Although shifts in our ratio of estrogen to testosterone, reductions in our metabolic rate, and reductions in our lean body mass are an inevitable part of aging there is light at the end of the tunnel. With the right combination of exercise and sensible eating habits before, during, and after menopause, we can really slow the rate at which these processes occur and, as a result, reduce the amount of belly fat that we accumulate.
So what is the right combination of exercise? The best combination involves cardiovascular (cardio) exercise along with resistance training (click here for cardio exercise and resistance training program ideas). Exercises like brisk walking, jogging, running, biking, stair climbing, and group exercise are necessary to burn excess calories that lead to body fat accumulation in the first place. Although you can’t selectively choose where you lose body fat, you can choose cardio exercises that engage your midsection (i.e. jogging, running, swimming, cardio kickboxing, etc.) in order to promote reductions in belly fat. I must emphasize too that high-intensity exercises become increasingly important with age; in other words, you need to put in some real work for some real results. Women over 40 often find it difficult to control their belly fat, and body fat in general, because they aren’t exercising hard enough (click here to find out if you’re exercising hard enough).
When it comes to resistance training (i.e. lifting weights) you will not burn a significant amount of calories during a typical session. However, this type of training will greatly increase your muscle mass and tone while boosting your metabolic rate which ultimately leads to increases in calorie burning potential and weight loss overtime (click here for “8 Reasons Why Women Should Weight Train”). Another plus with resistance training over 40 is that the shift to testosterone predominance works to your advantage. As I mentioned before, testosterone is the dominant hormone in men that allows them to develop muscle. During and after menopause, you can greatly maximize your muscle mass when lifting weights, due to your elevated levels of testosterone, giving way to an ability to enhance your muscle tone and overall appearance. If you don’t believe me, check out the fabulous Ernestine Shepherd, the world’s oldest bodybuilder.

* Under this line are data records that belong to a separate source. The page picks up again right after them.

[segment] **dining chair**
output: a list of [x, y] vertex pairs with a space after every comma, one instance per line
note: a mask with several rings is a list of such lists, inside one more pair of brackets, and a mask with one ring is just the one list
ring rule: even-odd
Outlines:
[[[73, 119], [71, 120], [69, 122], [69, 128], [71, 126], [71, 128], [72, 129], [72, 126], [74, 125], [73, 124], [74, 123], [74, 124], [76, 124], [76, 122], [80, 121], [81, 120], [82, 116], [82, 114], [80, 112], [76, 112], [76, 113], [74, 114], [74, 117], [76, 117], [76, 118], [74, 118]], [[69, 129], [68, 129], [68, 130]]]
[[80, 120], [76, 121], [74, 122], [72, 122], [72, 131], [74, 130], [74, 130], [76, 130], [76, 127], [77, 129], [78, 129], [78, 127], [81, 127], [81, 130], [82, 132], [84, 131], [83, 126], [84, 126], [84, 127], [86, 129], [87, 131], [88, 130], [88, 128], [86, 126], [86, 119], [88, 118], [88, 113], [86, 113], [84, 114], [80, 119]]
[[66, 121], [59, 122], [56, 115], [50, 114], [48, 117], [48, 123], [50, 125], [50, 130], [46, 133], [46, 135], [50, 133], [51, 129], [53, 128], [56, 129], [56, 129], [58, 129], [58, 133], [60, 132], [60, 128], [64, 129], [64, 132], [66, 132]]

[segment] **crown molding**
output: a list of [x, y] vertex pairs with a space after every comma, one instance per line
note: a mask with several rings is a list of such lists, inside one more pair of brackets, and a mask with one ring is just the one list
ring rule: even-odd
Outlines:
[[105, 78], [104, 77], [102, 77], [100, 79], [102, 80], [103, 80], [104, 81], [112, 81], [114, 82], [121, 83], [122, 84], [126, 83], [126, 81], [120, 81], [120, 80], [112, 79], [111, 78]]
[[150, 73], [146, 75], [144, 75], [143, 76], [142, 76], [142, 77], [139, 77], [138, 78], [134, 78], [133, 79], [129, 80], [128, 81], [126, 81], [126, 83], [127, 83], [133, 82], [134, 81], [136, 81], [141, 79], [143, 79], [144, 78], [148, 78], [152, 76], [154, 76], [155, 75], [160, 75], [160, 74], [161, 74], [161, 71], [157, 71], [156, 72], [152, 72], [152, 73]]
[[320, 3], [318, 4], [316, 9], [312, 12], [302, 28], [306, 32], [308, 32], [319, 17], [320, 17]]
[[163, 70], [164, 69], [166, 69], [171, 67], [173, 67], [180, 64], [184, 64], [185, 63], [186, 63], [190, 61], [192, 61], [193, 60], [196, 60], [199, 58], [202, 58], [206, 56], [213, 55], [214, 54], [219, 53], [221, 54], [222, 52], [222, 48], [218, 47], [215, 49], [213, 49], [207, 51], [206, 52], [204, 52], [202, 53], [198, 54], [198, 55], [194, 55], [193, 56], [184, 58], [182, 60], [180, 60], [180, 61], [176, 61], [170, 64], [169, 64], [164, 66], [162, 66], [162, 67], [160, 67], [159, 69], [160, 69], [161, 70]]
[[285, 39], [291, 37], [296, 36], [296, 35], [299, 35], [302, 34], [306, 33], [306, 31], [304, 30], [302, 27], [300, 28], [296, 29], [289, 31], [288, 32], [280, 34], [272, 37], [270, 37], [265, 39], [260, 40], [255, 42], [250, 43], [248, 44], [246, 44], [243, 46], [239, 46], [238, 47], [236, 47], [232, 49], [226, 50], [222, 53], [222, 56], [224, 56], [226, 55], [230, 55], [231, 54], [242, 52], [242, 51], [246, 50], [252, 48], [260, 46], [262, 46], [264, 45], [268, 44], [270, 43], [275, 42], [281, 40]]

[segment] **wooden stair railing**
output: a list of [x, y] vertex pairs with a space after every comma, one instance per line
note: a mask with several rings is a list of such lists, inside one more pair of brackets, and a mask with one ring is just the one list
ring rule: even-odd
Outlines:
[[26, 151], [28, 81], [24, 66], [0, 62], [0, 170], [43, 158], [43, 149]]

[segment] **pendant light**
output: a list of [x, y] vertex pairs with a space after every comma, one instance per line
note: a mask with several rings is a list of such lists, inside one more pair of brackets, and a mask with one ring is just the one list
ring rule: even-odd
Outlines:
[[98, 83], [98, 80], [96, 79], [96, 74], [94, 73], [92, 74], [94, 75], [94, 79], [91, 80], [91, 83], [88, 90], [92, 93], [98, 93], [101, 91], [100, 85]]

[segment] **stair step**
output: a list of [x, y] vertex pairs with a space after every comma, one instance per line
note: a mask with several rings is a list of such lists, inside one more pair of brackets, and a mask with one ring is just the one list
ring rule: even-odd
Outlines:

The final key to controlling excess belly fat during aging involves sensible eating habits. A healthy, balanced diet coupled with calorie control is key. An adequate amount of calories in ALL forms (carbohydrates, fats, and proteins) should be consumed in order to maintain adequate metabolic processes within the body. Consume complex carbohydrates (fresh vegetables, beans, whole-grain products) and fresh fruits daily and be sure that you’re also consuming an adequate amount of proteins that are low in fat (fish, lean poultry/meat, milk products) (click here to view guidelines for determining your individual protein needs). Now for weight loss, in general, and fat loss in your midsection, you must always burn more calories than you consume, no matter what. So don’t forget to continuously track your daily calorie consumption and expenditure to avoid accumulating excess fat (click here for information on tracking your calories). This is especially important if you are genetically predisposed to having an apple-shape (click here to learn why).
If you follow the recommendations that I’ve provided here, I guarantee that you’ll be able to reduce the amount of belly fat you accumulate before, during, and after menopause.
Disclaimer: The information provided is for educational and informational purposes only and is not intended to diagnose, treat, cure or prevent any disease. Any reader who is concerned about his or her health should contact a physician for advice.
Before starting an exercise training program you should first make sure that exercise is safe for you. If you are under the age of 55 years and generally in good health, it is probably safe for you to exercise. However, if you are over 55 years of age and/or have any health problems, be sure to consult with your physician before starting an exercise training program.